IBM on CELL as online games server(do physics simulation).

Titanio said:
I latterly thought of this..it is true. I guess anywhere you can control memory access ahead of time, the local store is going to be a good advantage for the SPEs, given its speed.

That is not obvious. The local stores has a 7 cycle load-to-use latency. The PPE's caches are faster. Tasks that can be properly prefetched into local stores will also fit caches really well, the contrary is not necessarily true.

Cheers
Gubbi
 
Gubbi said:
That is not obvious. The local stores has a 7 cycle load-to-use latency. The PPE's caches are faster. Tasks that can be properly prefetched into local stores will also fit caches really well, the contrary is not necessarily true.

Cheers
Gubbi

I must have got it wrong then. I thought L1 cache was comparable, but not L2 :?

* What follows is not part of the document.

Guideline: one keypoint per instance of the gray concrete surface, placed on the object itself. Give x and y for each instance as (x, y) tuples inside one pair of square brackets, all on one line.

edit - I'm trying to google, but I'm seeing mixed things. A watch impress article seems to refer to a 31 cycle latency for L2 cache on Waternoose (Xenon). I also see guesses made here that it's more like 11 cycles. I see references to 6 cycle read latency and 4 cycle for writes on SPE sram.
 
Last edited by a moderator:
I vaguely remember that the DD1 had a longer latency, and the Cell as it currently stands has a 4 cycle latency. Actually, DD2.0 Cell had a 4 cycle latency. Things may have changed (?).
 
That is not obvious. The local stores has a 7 cycle load-to-use latency. The PPE's caches are faster. Tasks that can be properly prefetched into local stores will also fit caches really well, the contrary is not necessarily true.

6 cycles read latency according to the docs.
The PPE's L2 latency will be higher than that, it's twice the size and has to go through an interace. The cache can hold more data but you can never be sure if it's there or not, the cache can get thrashed by other threads, the Local stores can't.

The Local stores lose capacity and automation but get higher speed and manual control in return.
 
The LS have 6 cycle latency, a previous Cell design had 64KB 4 cycle latency LS per SPU but that was before DD1, they said that going from 4 to 6 cycle latency didn't affect a lot the performance because they have 128x128bit GP Registers.

This is what a IBM developer said in the IBM Cell web forums.
 
ADEX said:
6 cycles read latency according to the docs.
The PPE's L2 latency will be higher than that, it's twice the size and has to go through an interace. The cache can hold more data but you can never be sure if it's there or not, the cache can get thrashed by other threads, the Local stores can't.

The L2 latency is higher, but the average load-to-use latency (L1+L2) will be lower for the PPE for just about any workload that suits the SPEs (ie. with spatial coherence).

Cheers
 
deathkiller said:
The LS have 6 cycle latency, a previous Cell design had 64KB 4 cycle latency LS per SPU but that was before DD1, they said that going from 4 to 6 cycle latency didn't affect a lot the performance because they have 128x128bit GP Registers.

This is what a IBM developer said in the IBM Cell web forums.

For Linpack and likewise, perhaps. For anything chasing pointers, it's 50% slower.

Cheers
 
Gubbi said:
The L2 latency is higher, but the average load-to-use latency (L1+L2) will be lower for the PPE for just about any workload that suits the SPEs (ie. with spatial coherence).

Cheers
It depends, if the L2 latency is 21 cycle and L1 data latency is 5 cycle in the PPE as it is in the XCPU cores you would need at least 93% of L1 32KB data cache hit rate to get better average.
 
maybe it's just how I've read the replies here, but I feel the overall important point the paper makes has been glossed over somewhat...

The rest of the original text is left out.